IF there's fighting, we'll need every available blood donor. And aide. Delivering food. And love for every traumatized victim. And we will face still further daily uncertainty.

I know, I'm using the word "we," because I live in a community that faces this existence. And this future is, in part, my future. But I won't ever go to the front lines to defend my village. And I'll be allowed to leave whenever I decide all the uncertainty is just too much. And I will get away regularly to reconnect with others, skype my family, who are all safe and sound, and drink iced coffees in cafes while writing blog entries with soft jazz music in the background.

When I think about all of this, the longing for peace, which I find myself repeatedly writing about in every letter, becomes almost overwhelming. The second "IF" emotionally overwhelms me for all my friends. Though 90% of the time, every friend and loved one surrounding me is Shan, it is I in the end who can escape the pain, and I find I cannot stand that reality. I want my community, my friends, those I love to have the same ability as I... but I have a passport, and that changes everything.
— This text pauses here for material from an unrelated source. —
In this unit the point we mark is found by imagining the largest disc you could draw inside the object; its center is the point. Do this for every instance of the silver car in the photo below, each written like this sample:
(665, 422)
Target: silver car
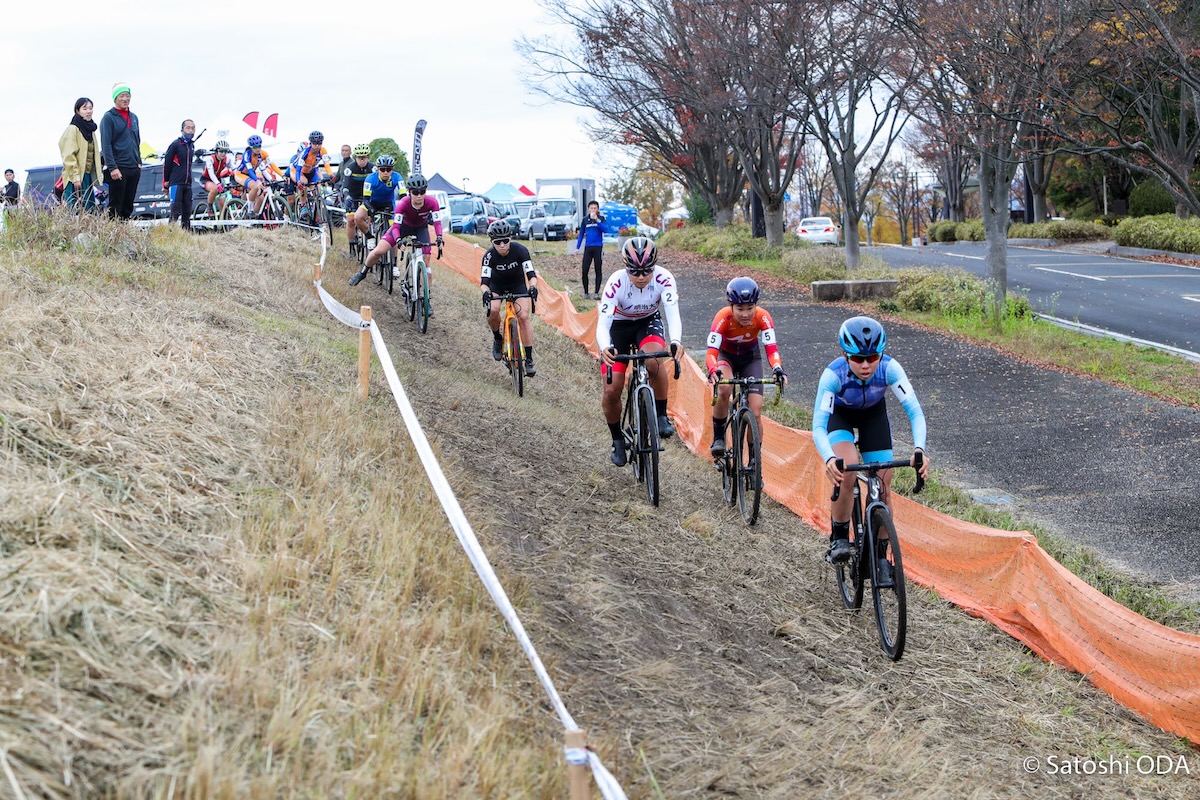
(819, 230)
So, please, pray as all of us as we live between this shaky reality of what could be and what might be. We live with the dreams and fears entangled together. The hope of one day returning home for those I love is beyond words. But the other IF... All I ask is that you pray. That you remained concerned with our little corner of the world. That you read the news about Burma. That you write any and every politician you find when campaigns are run for the sake of Burma. For we live in uncertainty, and the answer to all of our questions about what might be lies in the hands of a few government and military figures... and I'm naive enough to believe that maybe the rest of the world will influence their decisions. So pray. And act. And read. And talk.

And check out Partners: http://www.partnersworld.org

Or the Campaign for Burma: http://uscampaignforburma.org/



Wednesday, August 17, 2011

Journey without an end date...

In the last few days I have most undoubtedly begun procrastinating the very final touches that would allow me to zip up my bags and call them packed. It's not that I am any less excited to go, because I am excited... but... there's something final in those last actions that reminds that this time I do not know when I'll return. In five days I get on an airplane and fly to Thailand. This time my itinerary doesn't have "round trip" checked in the little box, and there's not a return ticket saved somewhere in cyberspace. For once I am not planning with an end date looming.
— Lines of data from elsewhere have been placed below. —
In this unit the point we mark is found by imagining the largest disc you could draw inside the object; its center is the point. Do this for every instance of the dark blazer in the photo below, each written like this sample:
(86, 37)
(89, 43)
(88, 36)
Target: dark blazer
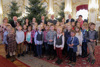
(72, 20)
(53, 21)
(75, 42)
(12, 24)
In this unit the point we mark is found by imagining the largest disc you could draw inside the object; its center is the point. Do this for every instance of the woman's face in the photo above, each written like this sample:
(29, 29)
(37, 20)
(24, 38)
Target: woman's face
(27, 20)
(5, 21)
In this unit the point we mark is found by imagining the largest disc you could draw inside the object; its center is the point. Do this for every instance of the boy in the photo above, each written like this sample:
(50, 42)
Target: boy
(72, 43)
(38, 39)
(50, 41)
(59, 44)
(20, 40)
(91, 37)
(84, 43)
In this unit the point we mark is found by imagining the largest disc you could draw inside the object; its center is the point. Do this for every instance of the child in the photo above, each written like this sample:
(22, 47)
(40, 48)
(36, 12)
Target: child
(1, 34)
(80, 38)
(25, 42)
(73, 25)
(38, 39)
(67, 35)
(45, 40)
(50, 41)
(91, 37)
(11, 44)
(59, 44)
(34, 46)
(72, 43)
(20, 40)
(28, 39)
(84, 43)
(8, 27)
I've lived a rather nomadic life for the last eight years, and each experience has always come with a specified amount of time and commitment. I've welcomed those end dates, knowing that I could plan based on them. Paging - 9 mos. Germany - 11 mos. College - 4 years. Egypt - 4 mos. Thailand (the first time) - 4 mos. Teach for America - 2 years. During this time, I've lived with 35 different people, and each housing/rooming experience likewise had a start and end date, sometimes a fact I mourned and other times a fact I hung onto.

One distinctive part of my life has, therefore, necessarily become planning for the "thing after this thing." On the one hand, I have a real strength for long-term planning and casting vision. On the other hand, my futuristic dreams have also pulled me away at times from the present moment. Sometimes I wanted that and admittedly used the future as an escape, and sometimes that's just how life worked, because I had some application or resume to work on.

But now: Thailand (the second time) - indefinite.